Well, since I didn’t take any pictures of her, here’s a verbal snapshot of my daughter at age 5:

She’s lippy. Getting in trouble lately for talking back. “Why should I!?” “You don’t have to, so I don’t have to.” screaming “YES MA’AM!!” When she’s in trouble, and knows “Yes Ma’am” is the only right answer.

She’s stubborn. Her decisions are more important than ours, unless we get all punishy on her. Arguing about bedtime, not staying in bed, not being quiet in bed, not cleaning up, sneaking into things she knows better about… We get all that. The explanation is usually a lame excuse given in a pretty impressive, very matter-of-fact tone.

She’s creative. She and her brother play games together. Creative, imaginative games with rules, and changes to rules, and cooperation. All dolls have names: hers have life goals, free will, fears… and sometimes diseases.

She’s helpful. Sometimes. They were both covered in blue marker Wednedsay night (“It’s bacteria. We have to wash it off”). J hates getting his hair washed, but she assured him she could do it better than I could, and he let her wash his hair. No tears, no fuss. Just trust. She did a good job, too.

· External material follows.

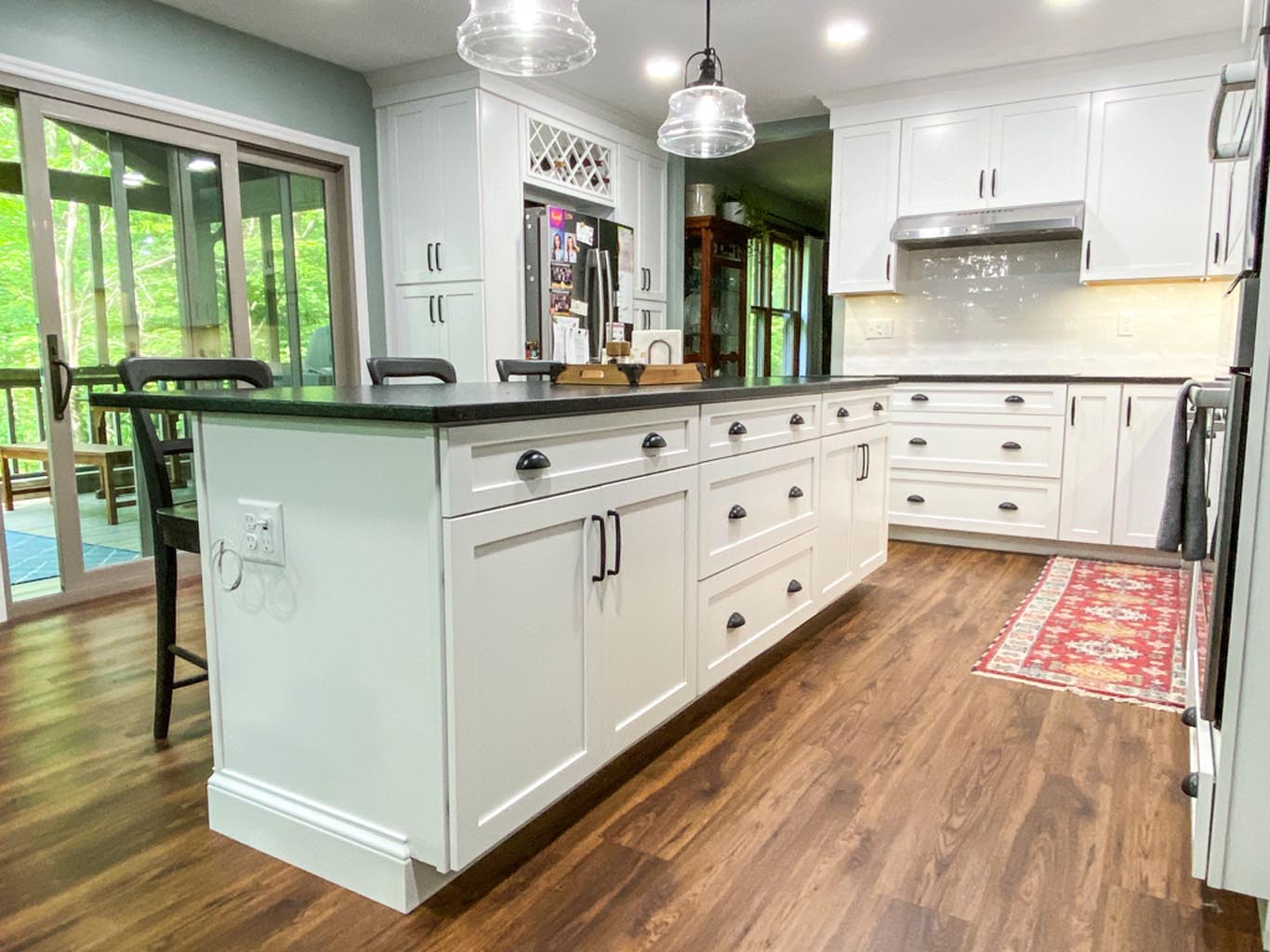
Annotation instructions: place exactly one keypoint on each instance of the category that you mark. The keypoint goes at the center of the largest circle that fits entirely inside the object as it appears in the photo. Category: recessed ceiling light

She’s beautiful. Her hair isn’t fire-engine red like mine, but people keep calling hers red. It’s beautiful, long or short. She has adorable blue eyes.

She’s clever. I can’t fool her anymore – she can tell when I’m kidding or trying to pull one over on her.

She’s independent and fearless. We tell her not to talk to strangers. So she introduces herself to anybody she meets. Then they’re not a stranger. She wanders into the neighbors’ yards to talk to adults as if she’s on their level. Doesn’t matter if they’re entertaining guests, lighting their grill, etc. The whole world is her own private backyard. This part frightens me a bit… she’ll talk to anybody. Even complete strangers, while in another part of the country, who have a weird look in their eye. We can’t seem to train her out of this.

She’s a drama queen. Don’t give her what she wants and she’ll pitch a fit. Not as bad as J, so I’m sure she’ll continue growing out of it, but she can cry on command, and then she’ll get very angry if you don’t take her seriously.

She’s strong. I don’t mean Hercules strong, I mean emotionally, and mentally tough. She gets discouraged when she can’t do something herself, and that’ll get some tears and yelling, pouting and stamping her feet… but calm her down and show her how to do it, and she learns fast, then teaches her brother. She hates when she can’t do something herself, or her own way… but she learns fast. She’s started making good decisions with money too… I have P to thank for that.

She’s an adult in her own mind. The other day I raised my voice to J for disobeying me. S waited until I was done and said, “Daddy, you were just arguing with a 3 year old. That’s not good.” She must’ve seen the red glow in my eyes – she left quickly. That day we calmly voiced a new rule: Don’t get involved when somebody else is being punished. To which she said,

Ok. I think that’s a good idea. What does ‘involved’ mean? (From the same girl who told me the marker on her skin was “bacteria”)

P is convinced that little J is possibly smarter than S at the same age… I think it’s just the benefit of example and competition. I saw it in my own brothers and sisters… they picked up on things I did. But we’ll see where he’s at in 2 years and know for sure.